The success of a clinical trial based on this principle would depend on identifying and randomising populations which were large enough for most sexual contact to be taking place within them but small enough for the trial to be feasible.

The greatest benefit from a vaccine would be if it reduced viral load in vaccinees in the period immediately after infection and before antibodies were produced. If so, this should be reflected relatively rapidly in lower rates of new HIV diagnoses over the course of the study, in communities that have received the vaccine compared to those which have not.
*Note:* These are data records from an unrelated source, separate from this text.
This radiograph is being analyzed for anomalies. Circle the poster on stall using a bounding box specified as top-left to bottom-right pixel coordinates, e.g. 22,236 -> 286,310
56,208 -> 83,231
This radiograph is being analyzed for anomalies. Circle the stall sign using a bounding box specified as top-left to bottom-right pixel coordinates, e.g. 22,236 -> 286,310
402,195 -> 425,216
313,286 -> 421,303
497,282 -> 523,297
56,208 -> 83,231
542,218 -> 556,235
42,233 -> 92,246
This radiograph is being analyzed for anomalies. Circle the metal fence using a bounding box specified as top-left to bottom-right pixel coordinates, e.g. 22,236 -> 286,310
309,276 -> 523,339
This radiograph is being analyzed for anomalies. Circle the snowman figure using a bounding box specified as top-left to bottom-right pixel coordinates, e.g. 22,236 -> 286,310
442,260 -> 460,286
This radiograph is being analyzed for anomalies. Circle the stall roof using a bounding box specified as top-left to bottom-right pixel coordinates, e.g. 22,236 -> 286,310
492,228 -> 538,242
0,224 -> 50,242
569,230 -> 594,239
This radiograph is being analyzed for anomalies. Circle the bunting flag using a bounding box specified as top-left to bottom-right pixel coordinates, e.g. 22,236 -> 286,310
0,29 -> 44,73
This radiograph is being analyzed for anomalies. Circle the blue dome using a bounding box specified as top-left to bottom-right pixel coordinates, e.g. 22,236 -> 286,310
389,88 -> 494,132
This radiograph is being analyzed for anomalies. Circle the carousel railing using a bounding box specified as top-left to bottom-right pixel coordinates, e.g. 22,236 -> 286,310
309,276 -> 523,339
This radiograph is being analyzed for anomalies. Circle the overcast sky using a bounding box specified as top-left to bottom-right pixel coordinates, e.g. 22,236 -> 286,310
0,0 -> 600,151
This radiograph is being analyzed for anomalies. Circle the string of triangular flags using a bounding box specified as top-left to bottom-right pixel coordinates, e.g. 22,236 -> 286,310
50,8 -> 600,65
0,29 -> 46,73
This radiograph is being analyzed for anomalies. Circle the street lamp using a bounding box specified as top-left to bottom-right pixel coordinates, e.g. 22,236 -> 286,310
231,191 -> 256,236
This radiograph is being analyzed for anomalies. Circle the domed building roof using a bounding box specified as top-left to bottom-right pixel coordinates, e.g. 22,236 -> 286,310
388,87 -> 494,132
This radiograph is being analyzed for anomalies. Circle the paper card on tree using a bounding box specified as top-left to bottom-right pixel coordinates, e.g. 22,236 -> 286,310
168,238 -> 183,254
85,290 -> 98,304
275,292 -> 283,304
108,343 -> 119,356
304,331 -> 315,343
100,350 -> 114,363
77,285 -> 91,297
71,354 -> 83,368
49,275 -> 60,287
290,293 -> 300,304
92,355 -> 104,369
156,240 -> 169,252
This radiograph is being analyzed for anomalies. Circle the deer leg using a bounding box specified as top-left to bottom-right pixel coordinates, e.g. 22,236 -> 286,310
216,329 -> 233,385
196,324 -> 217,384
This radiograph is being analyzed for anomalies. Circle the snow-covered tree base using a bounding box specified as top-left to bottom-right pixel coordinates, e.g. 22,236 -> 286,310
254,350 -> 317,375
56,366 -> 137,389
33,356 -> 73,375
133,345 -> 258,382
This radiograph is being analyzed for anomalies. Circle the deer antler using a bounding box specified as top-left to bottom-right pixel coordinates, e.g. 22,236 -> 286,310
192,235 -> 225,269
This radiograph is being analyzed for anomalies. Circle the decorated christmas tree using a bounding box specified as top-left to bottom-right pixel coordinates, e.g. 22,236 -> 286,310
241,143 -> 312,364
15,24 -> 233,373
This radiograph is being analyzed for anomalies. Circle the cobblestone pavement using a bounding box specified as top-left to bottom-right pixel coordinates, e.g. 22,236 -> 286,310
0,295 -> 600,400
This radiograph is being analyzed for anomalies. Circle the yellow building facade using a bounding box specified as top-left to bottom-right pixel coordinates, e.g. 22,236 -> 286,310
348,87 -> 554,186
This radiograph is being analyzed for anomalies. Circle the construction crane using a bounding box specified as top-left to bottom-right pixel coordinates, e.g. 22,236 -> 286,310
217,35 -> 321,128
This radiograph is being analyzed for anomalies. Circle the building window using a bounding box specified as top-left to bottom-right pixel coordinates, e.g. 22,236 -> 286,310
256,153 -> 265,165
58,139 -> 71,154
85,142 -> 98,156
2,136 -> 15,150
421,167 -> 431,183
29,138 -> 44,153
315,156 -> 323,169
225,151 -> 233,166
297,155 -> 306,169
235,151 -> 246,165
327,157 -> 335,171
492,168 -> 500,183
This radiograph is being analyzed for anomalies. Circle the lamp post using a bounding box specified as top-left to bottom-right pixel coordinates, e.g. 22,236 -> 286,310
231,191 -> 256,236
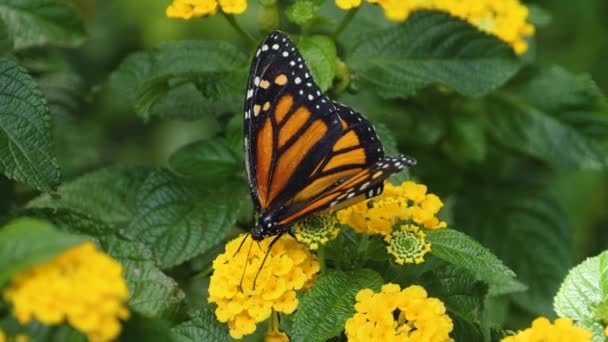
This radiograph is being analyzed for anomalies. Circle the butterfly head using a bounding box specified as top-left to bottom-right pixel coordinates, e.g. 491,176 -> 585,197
250,215 -> 277,241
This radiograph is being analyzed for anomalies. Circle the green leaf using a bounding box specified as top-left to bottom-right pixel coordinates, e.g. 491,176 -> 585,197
0,218 -> 84,288
486,66 -> 608,169
128,171 -> 247,268
0,19 -> 13,56
119,315 -> 175,342
169,139 -> 243,178
100,234 -> 185,319
0,59 -> 60,191
454,183 -> 572,317
28,167 -> 148,225
421,265 -> 486,323
347,11 -> 520,98
420,265 -> 489,341
427,229 -> 525,295
171,307 -> 233,342
38,72 -> 105,178
553,251 -> 608,341
0,0 -> 85,50
289,269 -> 383,342
109,41 -> 247,120
297,35 -> 338,91
27,209 -> 185,319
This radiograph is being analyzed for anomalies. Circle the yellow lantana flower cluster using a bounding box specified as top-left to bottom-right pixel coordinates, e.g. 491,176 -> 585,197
344,283 -> 454,342
384,224 -> 431,265
501,317 -> 593,342
209,235 -> 320,339
294,213 -> 340,251
337,181 -> 447,265
337,181 -> 447,235
166,0 -> 247,20
336,0 -> 535,54
4,242 -> 129,341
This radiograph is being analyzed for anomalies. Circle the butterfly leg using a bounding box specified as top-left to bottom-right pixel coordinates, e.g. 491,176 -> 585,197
253,233 -> 284,291
232,233 -> 249,258
234,237 -> 254,292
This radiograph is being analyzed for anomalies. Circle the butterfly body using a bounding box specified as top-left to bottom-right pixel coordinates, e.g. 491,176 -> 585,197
244,31 -> 415,240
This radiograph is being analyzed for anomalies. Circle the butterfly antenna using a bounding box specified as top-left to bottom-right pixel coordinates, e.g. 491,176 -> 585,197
253,233 -> 283,291
232,233 -> 249,258
239,239 -> 257,292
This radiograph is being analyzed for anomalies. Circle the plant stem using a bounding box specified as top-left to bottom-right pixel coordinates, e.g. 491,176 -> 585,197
317,246 -> 327,273
331,6 -> 361,39
222,12 -> 257,44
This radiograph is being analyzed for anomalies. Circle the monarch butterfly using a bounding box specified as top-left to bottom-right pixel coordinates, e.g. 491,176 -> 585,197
244,31 -> 416,246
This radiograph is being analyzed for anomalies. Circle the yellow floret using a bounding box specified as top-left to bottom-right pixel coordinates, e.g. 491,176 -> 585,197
209,235 -> 320,339
501,317 -> 593,342
4,242 -> 129,341
344,284 -> 453,342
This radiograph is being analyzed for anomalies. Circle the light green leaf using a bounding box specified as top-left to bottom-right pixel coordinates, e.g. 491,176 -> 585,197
128,171 -> 248,268
169,139 -> 243,179
109,41 -> 247,120
0,218 -> 85,288
485,67 -> 608,169
553,251 -> 608,341
0,0 -> 85,50
0,59 -> 60,191
454,183 -> 572,317
27,167 -> 148,225
289,269 -> 383,342
171,307 -> 233,342
427,229 -> 525,295
347,11 -> 520,98
297,35 -> 338,91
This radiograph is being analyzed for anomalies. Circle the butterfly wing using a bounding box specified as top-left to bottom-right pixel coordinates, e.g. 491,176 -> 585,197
244,31 -> 342,213
278,103 -> 415,225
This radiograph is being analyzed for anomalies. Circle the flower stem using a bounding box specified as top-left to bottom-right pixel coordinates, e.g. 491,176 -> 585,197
331,6 -> 361,39
222,12 -> 257,44
317,245 -> 327,273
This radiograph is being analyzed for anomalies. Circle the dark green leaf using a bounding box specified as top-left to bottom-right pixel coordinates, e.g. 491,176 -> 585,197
100,235 -> 185,319
128,171 -> 247,268
298,36 -> 338,91
427,229 -> 525,295
0,218 -> 85,287
0,59 -> 60,191
347,11 -> 520,98
289,269 -> 383,341
118,315 -> 175,342
0,0 -> 84,50
28,167 -> 148,224
169,139 -> 243,178
454,183 -> 572,316
38,72 -> 104,178
553,251 -> 608,341
171,307 -> 233,342
109,41 -> 247,119
421,266 -> 488,323
0,19 -> 13,56
27,209 -> 185,319
486,67 -> 608,169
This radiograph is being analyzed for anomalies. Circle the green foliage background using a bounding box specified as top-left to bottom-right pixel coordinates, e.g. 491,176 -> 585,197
0,0 -> 608,341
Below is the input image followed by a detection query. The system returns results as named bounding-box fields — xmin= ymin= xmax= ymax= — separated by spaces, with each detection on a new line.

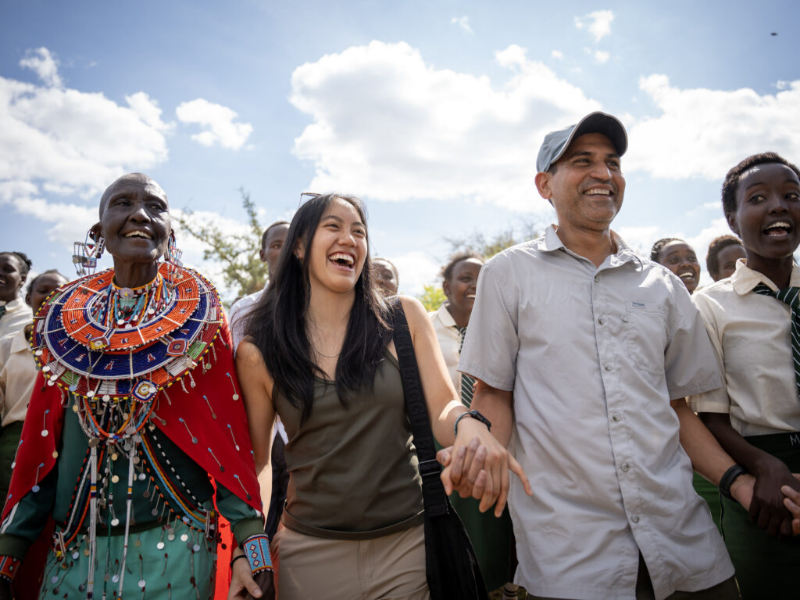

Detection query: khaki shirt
xmin=459 ymin=227 xmax=734 ymax=599
xmin=689 ymin=259 xmax=800 ymax=436
xmin=0 ymin=298 xmax=33 ymax=338
xmin=428 ymin=304 xmax=461 ymax=398
xmin=0 ymin=329 xmax=37 ymax=427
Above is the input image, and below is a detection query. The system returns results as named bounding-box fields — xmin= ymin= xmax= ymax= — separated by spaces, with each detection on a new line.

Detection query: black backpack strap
xmin=391 ymin=298 xmax=448 ymax=517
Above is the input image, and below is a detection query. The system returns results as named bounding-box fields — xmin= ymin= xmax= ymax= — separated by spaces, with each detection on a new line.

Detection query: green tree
xmin=176 ymin=188 xmax=268 ymax=296
xmin=417 ymin=285 xmax=447 ymax=312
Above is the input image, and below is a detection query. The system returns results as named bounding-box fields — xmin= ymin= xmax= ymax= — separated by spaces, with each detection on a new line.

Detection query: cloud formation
xmin=19 ymin=47 xmax=64 ymax=88
xmin=450 ymin=15 xmax=475 ymax=35
xmin=290 ymin=41 xmax=600 ymax=210
xmin=625 ymin=75 xmax=800 ymax=180
xmin=0 ymin=48 xmax=171 ymax=202
xmin=175 ymin=98 xmax=253 ymax=150
xmin=575 ymin=10 xmax=614 ymax=42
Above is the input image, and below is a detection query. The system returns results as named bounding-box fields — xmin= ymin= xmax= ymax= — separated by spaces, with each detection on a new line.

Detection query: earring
xmin=164 ymin=231 xmax=183 ymax=287
xmin=72 ymin=229 xmax=106 ymax=276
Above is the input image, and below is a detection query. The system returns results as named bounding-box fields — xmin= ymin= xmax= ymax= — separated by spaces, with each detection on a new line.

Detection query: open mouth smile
xmin=764 ymin=221 xmax=794 ymax=237
xmin=328 ymin=252 xmax=356 ymax=271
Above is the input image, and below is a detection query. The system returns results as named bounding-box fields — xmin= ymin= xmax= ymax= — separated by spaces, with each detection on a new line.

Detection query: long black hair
xmin=245 ymin=194 xmax=392 ymax=421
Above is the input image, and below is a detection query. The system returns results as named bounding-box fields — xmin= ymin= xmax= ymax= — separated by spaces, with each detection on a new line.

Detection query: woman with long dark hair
xmin=232 ymin=194 xmax=516 ymax=600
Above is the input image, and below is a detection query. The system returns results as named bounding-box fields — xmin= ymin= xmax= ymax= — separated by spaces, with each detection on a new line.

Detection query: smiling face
xmin=100 ymin=173 xmax=172 ymax=267
xmin=304 ymin=198 xmax=367 ymax=293
xmin=0 ymin=254 xmax=25 ymax=302
xmin=25 ymin=273 xmax=68 ymax=314
xmin=658 ymin=240 xmax=700 ymax=294
xmin=726 ymin=163 xmax=800 ymax=271
xmin=710 ymin=244 xmax=747 ymax=281
xmin=372 ymin=259 xmax=397 ymax=298
xmin=536 ymin=133 xmax=625 ymax=231
xmin=442 ymin=258 xmax=483 ymax=327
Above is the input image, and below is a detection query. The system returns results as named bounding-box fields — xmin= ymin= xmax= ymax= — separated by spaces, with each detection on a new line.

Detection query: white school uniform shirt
xmin=459 ymin=226 xmax=734 ymax=600
xmin=689 ymin=259 xmax=800 ymax=436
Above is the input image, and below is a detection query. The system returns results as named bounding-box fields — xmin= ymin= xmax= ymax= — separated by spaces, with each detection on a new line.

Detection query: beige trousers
xmin=270 ymin=525 xmax=430 ymax=600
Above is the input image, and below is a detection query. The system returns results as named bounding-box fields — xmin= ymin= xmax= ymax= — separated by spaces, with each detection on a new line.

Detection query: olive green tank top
xmin=274 ymin=350 xmax=422 ymax=539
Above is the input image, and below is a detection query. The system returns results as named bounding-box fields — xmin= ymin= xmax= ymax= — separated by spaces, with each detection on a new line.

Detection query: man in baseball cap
xmin=442 ymin=112 xmax=754 ymax=599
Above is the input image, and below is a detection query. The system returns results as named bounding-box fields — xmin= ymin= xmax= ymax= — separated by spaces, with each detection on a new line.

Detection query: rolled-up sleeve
xmin=664 ymin=290 xmax=723 ymax=400
xmin=689 ymin=294 xmax=731 ymax=413
xmin=458 ymin=256 xmax=519 ymax=391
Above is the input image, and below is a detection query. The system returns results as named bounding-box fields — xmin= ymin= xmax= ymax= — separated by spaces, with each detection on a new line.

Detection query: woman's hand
xmin=437 ymin=417 xmax=533 ymax=517
xmin=748 ymin=456 xmax=800 ymax=539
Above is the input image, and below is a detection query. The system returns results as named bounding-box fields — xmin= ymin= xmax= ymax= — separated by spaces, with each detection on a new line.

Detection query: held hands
xmin=731 ymin=456 xmax=800 ymax=539
xmin=437 ymin=418 xmax=532 ymax=517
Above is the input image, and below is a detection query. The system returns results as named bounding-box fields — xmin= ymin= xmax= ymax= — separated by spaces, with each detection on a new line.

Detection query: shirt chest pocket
xmin=622 ymin=300 xmax=667 ymax=375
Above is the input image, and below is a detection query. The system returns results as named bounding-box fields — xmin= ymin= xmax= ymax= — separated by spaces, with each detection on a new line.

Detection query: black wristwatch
xmin=453 ymin=410 xmax=492 ymax=435
xmin=719 ymin=465 xmax=747 ymax=500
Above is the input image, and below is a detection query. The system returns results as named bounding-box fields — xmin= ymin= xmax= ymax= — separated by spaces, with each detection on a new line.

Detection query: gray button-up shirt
xmin=459 ymin=227 xmax=733 ymax=599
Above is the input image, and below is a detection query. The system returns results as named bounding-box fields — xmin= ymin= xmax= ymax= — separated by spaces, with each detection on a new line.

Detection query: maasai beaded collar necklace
xmin=30 ymin=263 xmax=221 ymax=597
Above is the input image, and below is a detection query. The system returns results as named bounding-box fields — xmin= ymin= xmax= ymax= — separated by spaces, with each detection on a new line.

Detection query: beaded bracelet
xmin=242 ymin=533 xmax=272 ymax=574
xmin=0 ymin=556 xmax=21 ymax=581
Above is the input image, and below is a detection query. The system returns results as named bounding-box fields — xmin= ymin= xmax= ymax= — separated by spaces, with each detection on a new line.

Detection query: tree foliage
xmin=417 ymin=219 xmax=544 ymax=312
xmin=176 ymin=188 xmax=267 ymax=296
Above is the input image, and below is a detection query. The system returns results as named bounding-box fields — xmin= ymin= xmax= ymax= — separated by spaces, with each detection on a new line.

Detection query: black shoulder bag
xmin=393 ymin=299 xmax=488 ymax=600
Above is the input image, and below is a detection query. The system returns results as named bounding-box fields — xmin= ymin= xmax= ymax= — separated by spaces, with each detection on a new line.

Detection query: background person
xmin=230 ymin=221 xmax=289 ymax=352
xmin=234 ymin=194 xmax=524 ymax=600
xmin=690 ymin=152 xmax=800 ymax=600
xmin=706 ymin=234 xmax=746 ymax=281
xmin=0 ymin=252 xmax=33 ymax=338
xmin=428 ymin=251 xmax=517 ymax=598
xmin=650 ymin=238 xmax=700 ymax=294
xmin=372 ymin=258 xmax=400 ymax=298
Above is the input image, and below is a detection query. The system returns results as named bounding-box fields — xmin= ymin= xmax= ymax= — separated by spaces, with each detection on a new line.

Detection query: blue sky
xmin=0 ymin=0 xmax=800 ymax=293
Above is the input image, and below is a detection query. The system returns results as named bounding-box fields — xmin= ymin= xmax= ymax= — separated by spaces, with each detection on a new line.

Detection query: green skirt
xmin=39 ymin=522 xmax=217 ymax=600
xmin=721 ymin=434 xmax=800 ymax=600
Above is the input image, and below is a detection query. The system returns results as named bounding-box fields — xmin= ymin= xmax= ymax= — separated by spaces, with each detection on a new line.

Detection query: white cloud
xmin=290 ymin=41 xmax=600 ymax=210
xmin=386 ymin=250 xmax=442 ymax=296
xmin=625 ymin=75 xmax=800 ymax=180
xmin=0 ymin=48 xmax=171 ymax=196
xmin=594 ymin=50 xmax=611 ymax=65
xmin=175 ymin=98 xmax=253 ymax=150
xmin=575 ymin=10 xmax=614 ymax=42
xmin=450 ymin=15 xmax=475 ymax=35
xmin=19 ymin=47 xmax=64 ymax=88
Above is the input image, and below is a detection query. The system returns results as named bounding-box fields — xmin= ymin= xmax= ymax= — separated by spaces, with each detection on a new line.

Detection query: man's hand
xmin=437 ymin=420 xmax=533 ymax=517
xmin=781 ymin=473 xmax=800 ymax=535
xmin=748 ymin=455 xmax=800 ymax=539
xmin=228 ymin=548 xmax=275 ymax=600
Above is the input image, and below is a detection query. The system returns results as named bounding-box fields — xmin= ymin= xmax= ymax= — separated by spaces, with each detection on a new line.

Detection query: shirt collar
xmin=731 ymin=258 xmax=800 ymax=296
xmin=0 ymin=297 xmax=22 ymax=312
xmin=538 ymin=225 xmax=644 ymax=271
xmin=437 ymin=304 xmax=456 ymax=327
xmin=11 ymin=327 xmax=30 ymax=353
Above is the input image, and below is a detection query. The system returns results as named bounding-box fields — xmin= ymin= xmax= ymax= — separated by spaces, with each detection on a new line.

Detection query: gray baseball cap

This proposed trial design sets up a number of challenges. Results could vary, as for different STI control strategies, depending on the maturity of the epidemic. The size of the communities compared, the actual level of vaccine coverage achieved, and the extent to which community membership and patterns of sexual mixing remain stable over the period of the study, may all be issues. So, too, is the question of how and from whom consent should be sought for such a study.

Nonetheless, this proposal would eliminate the conflict sometimes perceived between treatment and care, including ARV access, and prevention, including vaccines. It could also strengthen the case for providing HIV/AIDS treatment and care in smaller and more rural communities, where such trials would be most likely to give clear results.

In practice, this would probably need to follow on after a trial which had demonstrated a reduced early viral load in people infected with the virus, and in which lower levels of the virus in semen and/or vaginal fluids can be linked to vaccination.

Regardless of whether such trials can be carried out, this proposal rightly draws attention to the ultimate test of the value of such a vaccine. This must be whether it reduces the burden both of disease and of its treatment, in populations where it is made available as compared to those where it is not.